How you can make the most of podcast advertising

We’re either in the golden age of podcasting or just about to enter it, depending on what you read. The recent £275-million takeover of podcast firms Gimlet and Anchor by Spotify was a huge vote of confidence in the future of monetising podcasts, and it might just change everything. The first big developer has swooped in to gentrify this neighbourhood.

Advertisers need to respect audiences; something that is, disappointingly, not that common

So, is now the right time for brands to spend on podcast advertising? Audience numbers are certainly on the rise. According to a September 2018 Ofcom report, six million adults now listen to podcasts every week, a figure that has almost doubled in five years. Podcasts are particularly popular with younger listeners; 49 per cent of listeners are under 35.
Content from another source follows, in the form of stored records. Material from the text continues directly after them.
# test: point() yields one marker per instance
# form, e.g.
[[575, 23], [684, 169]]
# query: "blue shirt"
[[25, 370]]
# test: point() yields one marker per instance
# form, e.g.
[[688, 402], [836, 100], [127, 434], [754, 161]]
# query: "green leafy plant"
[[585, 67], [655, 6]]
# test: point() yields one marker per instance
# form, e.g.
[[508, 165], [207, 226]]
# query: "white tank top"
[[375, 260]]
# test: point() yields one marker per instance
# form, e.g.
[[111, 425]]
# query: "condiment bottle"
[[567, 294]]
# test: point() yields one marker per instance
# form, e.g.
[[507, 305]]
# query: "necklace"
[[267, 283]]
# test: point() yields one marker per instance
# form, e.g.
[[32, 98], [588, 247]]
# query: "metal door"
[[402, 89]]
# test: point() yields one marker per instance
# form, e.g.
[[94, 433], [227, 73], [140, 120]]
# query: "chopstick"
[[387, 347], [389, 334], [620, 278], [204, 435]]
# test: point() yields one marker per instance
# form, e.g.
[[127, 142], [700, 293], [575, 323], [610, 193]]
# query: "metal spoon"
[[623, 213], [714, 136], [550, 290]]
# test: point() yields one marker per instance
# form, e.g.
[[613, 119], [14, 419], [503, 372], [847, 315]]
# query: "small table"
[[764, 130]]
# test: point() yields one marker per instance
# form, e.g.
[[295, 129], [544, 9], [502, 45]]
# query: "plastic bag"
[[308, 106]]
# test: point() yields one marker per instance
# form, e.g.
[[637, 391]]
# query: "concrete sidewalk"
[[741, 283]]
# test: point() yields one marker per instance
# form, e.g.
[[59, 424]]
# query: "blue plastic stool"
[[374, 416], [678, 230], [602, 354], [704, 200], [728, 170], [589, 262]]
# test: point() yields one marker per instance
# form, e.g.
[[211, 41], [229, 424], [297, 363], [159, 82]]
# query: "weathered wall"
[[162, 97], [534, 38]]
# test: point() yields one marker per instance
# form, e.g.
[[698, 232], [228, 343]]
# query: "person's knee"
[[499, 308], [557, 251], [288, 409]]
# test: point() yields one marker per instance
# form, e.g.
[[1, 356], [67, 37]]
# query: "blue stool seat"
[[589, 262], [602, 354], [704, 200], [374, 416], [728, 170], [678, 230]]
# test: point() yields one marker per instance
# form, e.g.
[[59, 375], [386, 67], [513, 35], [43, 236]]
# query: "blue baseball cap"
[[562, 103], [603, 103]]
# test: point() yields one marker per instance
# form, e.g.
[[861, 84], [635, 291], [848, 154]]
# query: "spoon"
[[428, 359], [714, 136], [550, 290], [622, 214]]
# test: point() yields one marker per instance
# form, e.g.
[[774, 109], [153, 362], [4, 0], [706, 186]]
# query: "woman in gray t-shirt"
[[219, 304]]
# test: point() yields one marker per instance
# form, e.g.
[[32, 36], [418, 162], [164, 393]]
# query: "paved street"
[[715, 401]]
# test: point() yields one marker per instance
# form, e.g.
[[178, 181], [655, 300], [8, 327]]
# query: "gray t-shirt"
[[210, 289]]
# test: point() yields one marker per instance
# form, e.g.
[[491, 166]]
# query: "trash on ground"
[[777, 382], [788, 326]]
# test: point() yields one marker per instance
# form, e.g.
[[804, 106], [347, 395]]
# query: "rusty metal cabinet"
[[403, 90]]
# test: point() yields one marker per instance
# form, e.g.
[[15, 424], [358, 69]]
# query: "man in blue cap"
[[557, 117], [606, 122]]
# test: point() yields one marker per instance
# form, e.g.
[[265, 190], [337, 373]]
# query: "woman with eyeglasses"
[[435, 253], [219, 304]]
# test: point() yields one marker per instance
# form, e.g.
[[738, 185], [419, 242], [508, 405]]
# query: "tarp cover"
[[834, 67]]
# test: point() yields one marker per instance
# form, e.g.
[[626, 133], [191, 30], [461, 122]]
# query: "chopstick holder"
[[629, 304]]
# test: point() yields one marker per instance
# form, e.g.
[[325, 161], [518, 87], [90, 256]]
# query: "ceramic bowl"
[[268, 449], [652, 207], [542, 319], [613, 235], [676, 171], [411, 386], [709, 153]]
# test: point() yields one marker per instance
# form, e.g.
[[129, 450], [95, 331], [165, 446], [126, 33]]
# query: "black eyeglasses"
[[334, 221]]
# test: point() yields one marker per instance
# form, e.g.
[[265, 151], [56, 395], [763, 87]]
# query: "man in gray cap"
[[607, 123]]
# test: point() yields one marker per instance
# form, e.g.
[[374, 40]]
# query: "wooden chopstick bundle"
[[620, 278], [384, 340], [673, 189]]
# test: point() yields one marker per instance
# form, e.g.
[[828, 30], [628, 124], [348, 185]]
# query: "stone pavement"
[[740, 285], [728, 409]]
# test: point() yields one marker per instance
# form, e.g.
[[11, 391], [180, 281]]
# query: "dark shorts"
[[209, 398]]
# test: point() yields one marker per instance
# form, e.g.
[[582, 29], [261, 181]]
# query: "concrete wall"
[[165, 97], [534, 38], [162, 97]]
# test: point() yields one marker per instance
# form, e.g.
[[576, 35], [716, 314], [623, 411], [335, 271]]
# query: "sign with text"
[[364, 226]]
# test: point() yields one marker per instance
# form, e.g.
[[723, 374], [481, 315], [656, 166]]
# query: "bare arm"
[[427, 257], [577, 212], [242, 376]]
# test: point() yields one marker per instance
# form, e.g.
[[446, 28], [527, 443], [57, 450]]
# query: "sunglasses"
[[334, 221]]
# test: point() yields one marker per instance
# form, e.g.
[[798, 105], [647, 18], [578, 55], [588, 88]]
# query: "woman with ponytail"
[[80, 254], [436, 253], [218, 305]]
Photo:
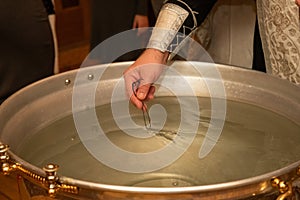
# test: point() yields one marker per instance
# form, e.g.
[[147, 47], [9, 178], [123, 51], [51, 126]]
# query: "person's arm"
[[141, 15], [175, 16]]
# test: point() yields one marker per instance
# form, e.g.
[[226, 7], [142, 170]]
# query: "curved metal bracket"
[[51, 181]]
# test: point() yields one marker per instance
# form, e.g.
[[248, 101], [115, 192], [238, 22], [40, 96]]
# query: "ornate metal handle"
[[51, 181]]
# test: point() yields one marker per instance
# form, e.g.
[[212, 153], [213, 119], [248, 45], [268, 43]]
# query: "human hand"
[[140, 21], [140, 76]]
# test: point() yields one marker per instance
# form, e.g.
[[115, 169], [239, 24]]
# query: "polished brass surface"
[[50, 100], [285, 188]]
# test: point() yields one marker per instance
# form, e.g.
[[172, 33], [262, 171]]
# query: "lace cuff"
[[169, 21]]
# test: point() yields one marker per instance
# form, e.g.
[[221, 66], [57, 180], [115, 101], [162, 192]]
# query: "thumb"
[[143, 91]]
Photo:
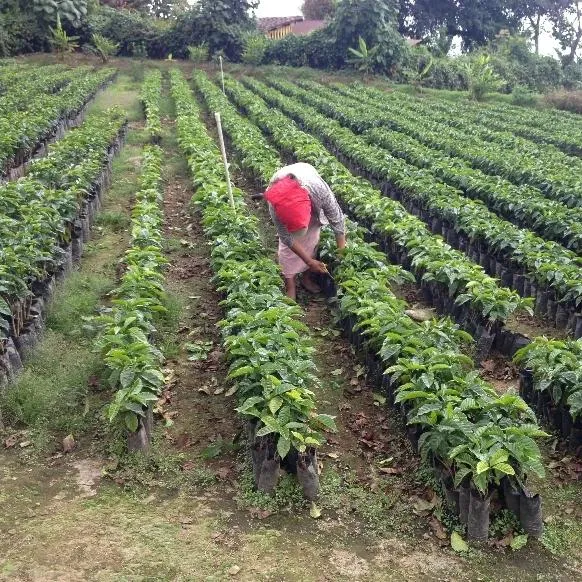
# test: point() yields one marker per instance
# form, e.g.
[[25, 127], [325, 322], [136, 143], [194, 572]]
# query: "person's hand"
[[317, 267]]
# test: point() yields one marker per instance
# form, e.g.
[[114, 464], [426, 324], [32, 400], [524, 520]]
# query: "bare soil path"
[[187, 511]]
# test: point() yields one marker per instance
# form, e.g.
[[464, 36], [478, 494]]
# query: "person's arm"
[[313, 264], [333, 212]]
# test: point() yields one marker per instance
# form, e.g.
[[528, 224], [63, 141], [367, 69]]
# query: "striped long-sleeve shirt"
[[324, 206]]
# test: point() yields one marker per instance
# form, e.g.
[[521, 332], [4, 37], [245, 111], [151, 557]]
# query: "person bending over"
[[300, 202]]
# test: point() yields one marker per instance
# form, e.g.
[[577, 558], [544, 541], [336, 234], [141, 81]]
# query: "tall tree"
[[73, 11], [318, 9], [475, 21], [566, 19], [224, 24], [533, 13]]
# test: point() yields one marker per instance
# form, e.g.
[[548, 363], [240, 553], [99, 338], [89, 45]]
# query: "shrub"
[[135, 34], [198, 54], [61, 42], [104, 47], [523, 96], [21, 33], [573, 76], [481, 77], [566, 100], [254, 51]]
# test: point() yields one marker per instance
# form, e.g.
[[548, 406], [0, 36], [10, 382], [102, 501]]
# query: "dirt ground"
[[187, 511]]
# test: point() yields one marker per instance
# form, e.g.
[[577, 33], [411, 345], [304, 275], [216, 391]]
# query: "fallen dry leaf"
[[69, 444], [11, 441], [390, 471], [233, 571], [437, 528]]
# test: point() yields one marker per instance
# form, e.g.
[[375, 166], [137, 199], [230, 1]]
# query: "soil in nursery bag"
[[307, 474], [478, 518], [530, 513]]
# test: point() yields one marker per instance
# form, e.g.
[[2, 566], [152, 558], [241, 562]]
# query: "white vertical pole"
[[222, 74], [224, 159]]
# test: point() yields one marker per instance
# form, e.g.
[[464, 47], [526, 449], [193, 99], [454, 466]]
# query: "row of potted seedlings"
[[126, 329], [267, 346], [555, 179], [28, 85], [481, 445], [23, 133], [44, 221], [563, 420], [449, 280], [522, 260], [456, 419], [151, 92], [551, 381], [496, 131], [523, 205], [558, 129]]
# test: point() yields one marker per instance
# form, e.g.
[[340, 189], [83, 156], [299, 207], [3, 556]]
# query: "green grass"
[[114, 219], [48, 394], [55, 394], [75, 299]]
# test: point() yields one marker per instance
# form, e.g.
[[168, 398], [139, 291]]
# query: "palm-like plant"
[[363, 57]]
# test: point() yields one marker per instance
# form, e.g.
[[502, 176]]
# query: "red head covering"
[[291, 203]]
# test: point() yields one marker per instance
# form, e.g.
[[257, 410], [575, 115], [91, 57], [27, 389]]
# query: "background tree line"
[[157, 28]]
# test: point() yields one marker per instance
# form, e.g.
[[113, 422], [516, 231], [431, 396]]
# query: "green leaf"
[[242, 371], [126, 377], [505, 468], [458, 543], [379, 398], [275, 404], [518, 542], [283, 447], [131, 421], [314, 512]]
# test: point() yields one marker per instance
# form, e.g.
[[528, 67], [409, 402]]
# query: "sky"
[[293, 7], [279, 8]]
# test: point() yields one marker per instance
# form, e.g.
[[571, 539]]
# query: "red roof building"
[[280, 27]]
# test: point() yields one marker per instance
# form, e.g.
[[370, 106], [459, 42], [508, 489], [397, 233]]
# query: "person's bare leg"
[[291, 287], [309, 284]]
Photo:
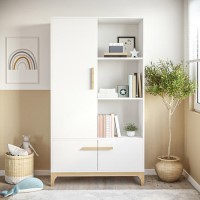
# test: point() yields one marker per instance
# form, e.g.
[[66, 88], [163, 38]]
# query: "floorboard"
[[105, 183]]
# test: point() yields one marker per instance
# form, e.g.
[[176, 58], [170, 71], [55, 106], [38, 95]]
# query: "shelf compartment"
[[119, 58]]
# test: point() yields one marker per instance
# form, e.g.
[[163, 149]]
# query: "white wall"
[[163, 21], [163, 38]]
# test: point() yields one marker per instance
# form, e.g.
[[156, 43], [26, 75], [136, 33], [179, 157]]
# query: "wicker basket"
[[18, 168], [169, 170]]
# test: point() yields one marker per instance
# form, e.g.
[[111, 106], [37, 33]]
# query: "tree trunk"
[[170, 133]]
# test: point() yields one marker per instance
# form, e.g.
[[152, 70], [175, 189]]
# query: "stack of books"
[[135, 85], [107, 124], [107, 93]]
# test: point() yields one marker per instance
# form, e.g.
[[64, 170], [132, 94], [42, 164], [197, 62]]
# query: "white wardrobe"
[[78, 70]]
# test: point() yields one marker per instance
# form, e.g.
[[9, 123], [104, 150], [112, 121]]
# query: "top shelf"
[[120, 58]]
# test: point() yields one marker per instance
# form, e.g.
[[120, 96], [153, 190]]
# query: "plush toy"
[[26, 185], [27, 145]]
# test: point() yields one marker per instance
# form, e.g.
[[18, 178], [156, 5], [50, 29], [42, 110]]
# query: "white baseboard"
[[191, 180], [47, 172], [147, 172], [36, 172]]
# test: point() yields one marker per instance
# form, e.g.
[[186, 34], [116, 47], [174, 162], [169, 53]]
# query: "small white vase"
[[130, 133]]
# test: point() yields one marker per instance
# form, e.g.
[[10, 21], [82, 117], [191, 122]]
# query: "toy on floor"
[[27, 145], [26, 185]]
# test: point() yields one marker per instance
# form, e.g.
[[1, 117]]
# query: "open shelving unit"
[[114, 71]]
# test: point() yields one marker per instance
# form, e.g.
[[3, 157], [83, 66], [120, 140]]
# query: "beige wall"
[[27, 112], [192, 142]]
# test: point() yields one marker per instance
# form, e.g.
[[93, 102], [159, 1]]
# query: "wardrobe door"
[[73, 78], [69, 155]]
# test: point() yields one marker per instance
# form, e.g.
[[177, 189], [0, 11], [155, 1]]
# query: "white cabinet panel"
[[74, 53], [127, 155], [68, 156]]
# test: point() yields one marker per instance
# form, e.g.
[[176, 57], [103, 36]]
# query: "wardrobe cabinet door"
[[73, 78], [74, 156], [121, 155]]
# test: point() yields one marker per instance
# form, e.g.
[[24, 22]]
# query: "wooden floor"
[[106, 183]]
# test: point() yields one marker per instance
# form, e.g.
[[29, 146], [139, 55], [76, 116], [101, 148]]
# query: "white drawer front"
[[68, 156], [123, 155]]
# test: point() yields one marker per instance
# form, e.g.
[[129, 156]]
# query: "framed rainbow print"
[[22, 60]]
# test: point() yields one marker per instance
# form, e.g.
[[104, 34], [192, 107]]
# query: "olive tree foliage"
[[171, 82]]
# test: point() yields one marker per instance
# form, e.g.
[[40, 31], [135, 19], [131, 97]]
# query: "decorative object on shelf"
[[128, 41], [16, 151], [27, 145], [107, 93], [134, 53], [22, 60], [130, 129], [27, 185], [116, 54], [172, 84], [18, 168], [135, 85], [122, 90], [116, 47]]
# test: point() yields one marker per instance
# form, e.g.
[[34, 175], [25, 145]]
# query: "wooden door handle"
[[105, 148], [92, 78], [96, 148], [88, 149]]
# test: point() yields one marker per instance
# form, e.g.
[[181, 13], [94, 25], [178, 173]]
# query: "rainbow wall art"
[[22, 60]]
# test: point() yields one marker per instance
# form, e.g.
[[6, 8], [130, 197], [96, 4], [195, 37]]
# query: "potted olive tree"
[[172, 84]]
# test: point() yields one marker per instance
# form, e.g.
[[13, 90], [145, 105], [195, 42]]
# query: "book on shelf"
[[130, 89], [107, 123], [116, 54], [135, 85]]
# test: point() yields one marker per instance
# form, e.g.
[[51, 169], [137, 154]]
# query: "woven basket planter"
[[18, 168], [169, 170]]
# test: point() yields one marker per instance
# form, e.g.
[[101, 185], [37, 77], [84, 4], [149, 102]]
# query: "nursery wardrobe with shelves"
[[78, 71]]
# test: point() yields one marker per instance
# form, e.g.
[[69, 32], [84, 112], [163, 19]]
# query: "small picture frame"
[[122, 91], [128, 41]]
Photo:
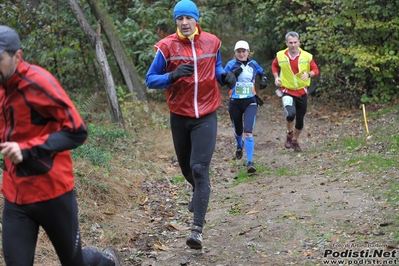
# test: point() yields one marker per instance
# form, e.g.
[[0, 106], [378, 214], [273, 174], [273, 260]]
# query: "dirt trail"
[[294, 208]]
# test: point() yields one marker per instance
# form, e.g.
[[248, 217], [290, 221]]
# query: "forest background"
[[353, 42]]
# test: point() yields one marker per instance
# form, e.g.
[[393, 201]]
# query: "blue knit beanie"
[[186, 8]]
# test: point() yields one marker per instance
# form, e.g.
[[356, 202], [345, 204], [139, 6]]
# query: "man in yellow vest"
[[293, 69]]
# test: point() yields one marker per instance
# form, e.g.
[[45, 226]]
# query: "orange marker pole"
[[365, 119]]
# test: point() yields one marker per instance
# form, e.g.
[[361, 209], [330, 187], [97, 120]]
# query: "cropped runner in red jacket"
[[38, 126]]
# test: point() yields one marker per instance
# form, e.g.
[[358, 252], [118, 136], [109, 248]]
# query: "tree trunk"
[[95, 41], [132, 80]]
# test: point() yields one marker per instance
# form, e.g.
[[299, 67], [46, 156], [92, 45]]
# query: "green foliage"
[[101, 145], [354, 42]]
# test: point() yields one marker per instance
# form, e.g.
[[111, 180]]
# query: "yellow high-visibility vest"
[[288, 79]]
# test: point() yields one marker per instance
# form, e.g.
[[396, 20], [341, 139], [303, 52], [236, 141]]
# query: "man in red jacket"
[[39, 125], [188, 65]]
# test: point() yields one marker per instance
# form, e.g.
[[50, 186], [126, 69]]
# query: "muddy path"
[[293, 209]]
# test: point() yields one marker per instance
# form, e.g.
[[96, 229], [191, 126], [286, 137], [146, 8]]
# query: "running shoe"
[[250, 168], [296, 146], [113, 255], [194, 241], [288, 142]]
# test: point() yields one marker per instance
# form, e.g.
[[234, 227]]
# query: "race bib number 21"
[[287, 100]]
How best to leverage podcast advertising

This is an age group that has grown accustomed to not paying for content, whether they’re looking for news or music or podcasts, but content creators will need money to keep their show on the road. Travis Leggett, senior copywriter at marketing and advertising firm Robin Des Bois, says: “Advertising is the driving force that allows many podcasts to remain on the air. There is a very delicate balance that has to be maintained between how many ads you can run in a show before the number of listeners drops off significantly.”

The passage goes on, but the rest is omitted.